Se sospecha que muchos otros perros habrían estado a bordo aquel trágico día, pero como fueron enumerados como carga en los expedientes del barco, la mayoría de los detalles simplemente se perdieron. Un dato que se conoce es que el Titanic poseía excelentes instalaciones perreras, y no podía ser menos, ya que la mayoría de mascotas pertenecían a familias importantes, incluso estaba planificado para el 15 de abril, una exposición de perros, el mismo día en que el barco desapareció por debajo de la superficie del océano en las horas de la madrugada, obviamente el espectáculo nunca pudo llevarse a cabo.

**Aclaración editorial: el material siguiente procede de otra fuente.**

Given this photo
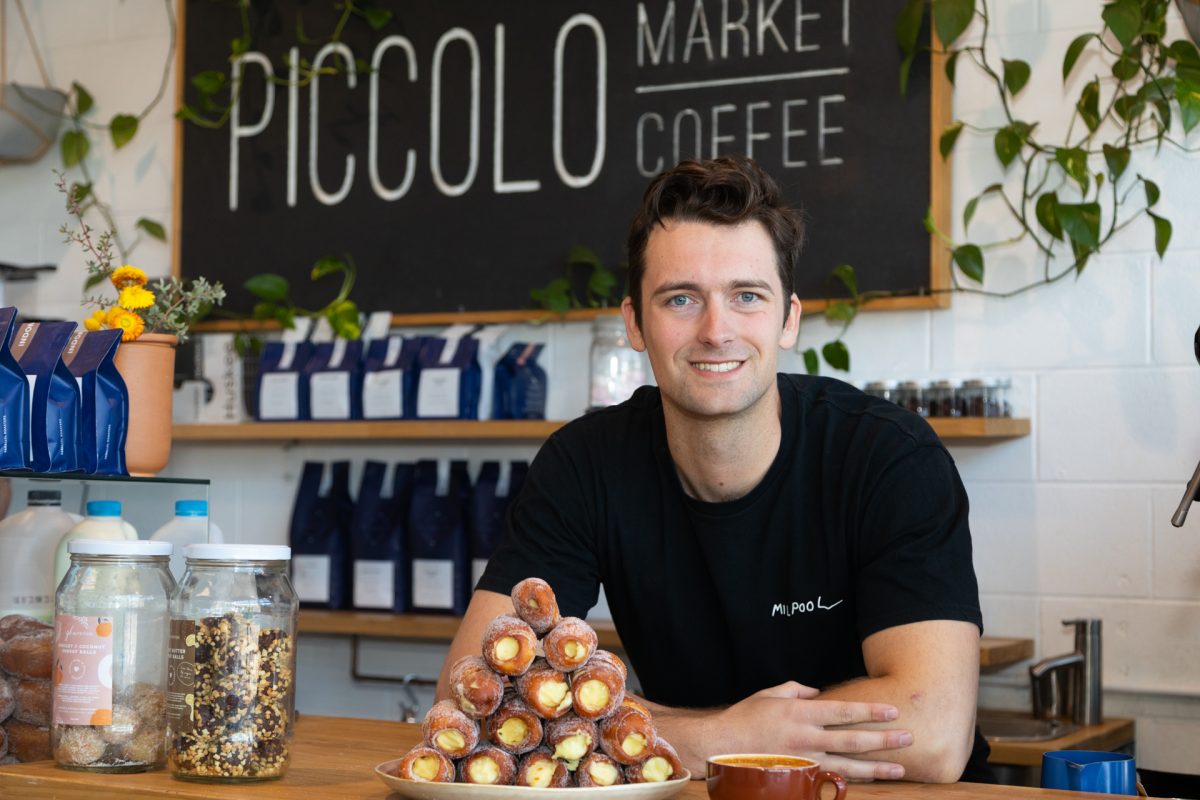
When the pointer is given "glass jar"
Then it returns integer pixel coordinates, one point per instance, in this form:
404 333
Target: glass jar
881 389
231 695
111 627
997 397
910 396
617 368
940 398
973 398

Hablemos primero de los sobrevivientes, de los 12 perros a bordo confirmados sólo lograron sobrevivir 3 ¿Y qué tenían en común? Eran pequeños y fáciles de ocultar, 2 eran de raza Pomeranian y 1 Pekinés, pero ¿A quiénes pertenecieron estos afortunados perritos? Uno de los  Pomeranian de nombre “Lady” (Dama) fue adquirido por Miss Margaret Hays mientras estaba en Paris, el animal compartía cabina con su dueña (algo que sólo se le permitía a pocos) y fue envuelto en una manta por Hays cuando se dio la orden de evacuar. El otro Pomeranian le pertenecía a la poderosa familia Rothschild, y el pekinés de nombre “Sun Yat-Sen” era el compañero de viajes de Myna Harper y su esposo Henry S. Harper quienes simplemente tomaron a su mascota con ellos en el barco, más adelante se le cuestionaría a Henry Harper la decisión de salvar a su perro en vez de a otras personas, a lo que él replicó “Parecía haber bastante espacio en el bote y nadie hizo alguna objeción”.

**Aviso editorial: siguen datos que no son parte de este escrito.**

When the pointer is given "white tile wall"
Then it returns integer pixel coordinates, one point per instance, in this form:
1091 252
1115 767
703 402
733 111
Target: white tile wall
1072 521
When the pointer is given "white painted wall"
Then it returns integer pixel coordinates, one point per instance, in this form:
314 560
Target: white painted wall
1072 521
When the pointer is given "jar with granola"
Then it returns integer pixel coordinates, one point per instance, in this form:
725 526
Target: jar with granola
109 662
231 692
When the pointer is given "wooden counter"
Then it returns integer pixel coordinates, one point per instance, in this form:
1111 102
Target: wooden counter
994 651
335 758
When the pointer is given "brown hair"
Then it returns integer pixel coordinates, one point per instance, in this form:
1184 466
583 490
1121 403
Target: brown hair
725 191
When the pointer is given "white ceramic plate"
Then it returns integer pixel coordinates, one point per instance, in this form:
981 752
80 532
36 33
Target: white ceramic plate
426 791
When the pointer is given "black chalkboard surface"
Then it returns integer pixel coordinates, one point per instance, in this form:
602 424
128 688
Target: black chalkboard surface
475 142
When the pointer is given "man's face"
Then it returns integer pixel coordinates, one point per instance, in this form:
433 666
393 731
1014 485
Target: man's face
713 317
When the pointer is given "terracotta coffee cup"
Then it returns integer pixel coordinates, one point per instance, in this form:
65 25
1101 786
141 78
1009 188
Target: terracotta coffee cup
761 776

Entonces, ¿Qué ocurrió con los demás canes? Se dice que al fin y al cabo habría habido la tan esperada “exposición de canes” ya que aparentemente, en algún momento de la tragedia, alguien decidió liberar a los animales de sus perreras, los mismos que desesperadamente trataron de salvar sus vidas corriendo de arriba abajo mientras el trasatlántico desaparecía entre las heladas aguas.

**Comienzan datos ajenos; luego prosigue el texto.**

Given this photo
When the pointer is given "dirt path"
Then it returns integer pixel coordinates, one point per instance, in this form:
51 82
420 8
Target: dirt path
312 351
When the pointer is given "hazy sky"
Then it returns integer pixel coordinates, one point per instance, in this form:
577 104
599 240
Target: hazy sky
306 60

En un relato particularmente conmovedor, una de las pasajeras, Ann Elizabeth Isham de 50 años de edad, iba a visitar diariamente a su adorado compañero, un gran danés,  en las perreras. Durante el hundimiento, Isham logró abordar y acomodarse en uno de los botes salvavidas, pero cuando le dijeron que su perro era demasiado grande para unirse a ella en la embarcación, decidió salir del mismo. Su cuerpo sin vida fue encontrado varios días más tarde aun aferrándose a su perro en las aguas.

Pero como indicamos, sólo los pasajeros de primera clase podían tener a sus mascotas en la misma cabina, una de las que contaba con dicho privilegio fue Helen Bishop, sobreviviente de la tragedia, quién contaría que su cachorro Frou –Frou, un pequeño Poodle Toy,  se sostuvo desesperadamente con los dientes a su vestido mientras lo abandonaba en la cabina durante la evacuación “La pérdida de mi pequeño perro me dolió mucho. Nunca olvidaré como me sujetaba de mi ropa. Quería ir conmigo”, indicó.

El pequeño Poodle Toy fue dejado en la cabina y formó parte de los otros canes muertos aquel día, muchos de ellos olvidados por sus propios dueños quienes trataban de salvar sus propias vidas durante el desastre. Es difícil imaginar ser parte de esta tragedia, y para muchos resulta más difícil aún imaginarse tener que tomar la decisión de abandonar a su mascota mientras el barco se hundía ¿Cuál habría sido tu decisión?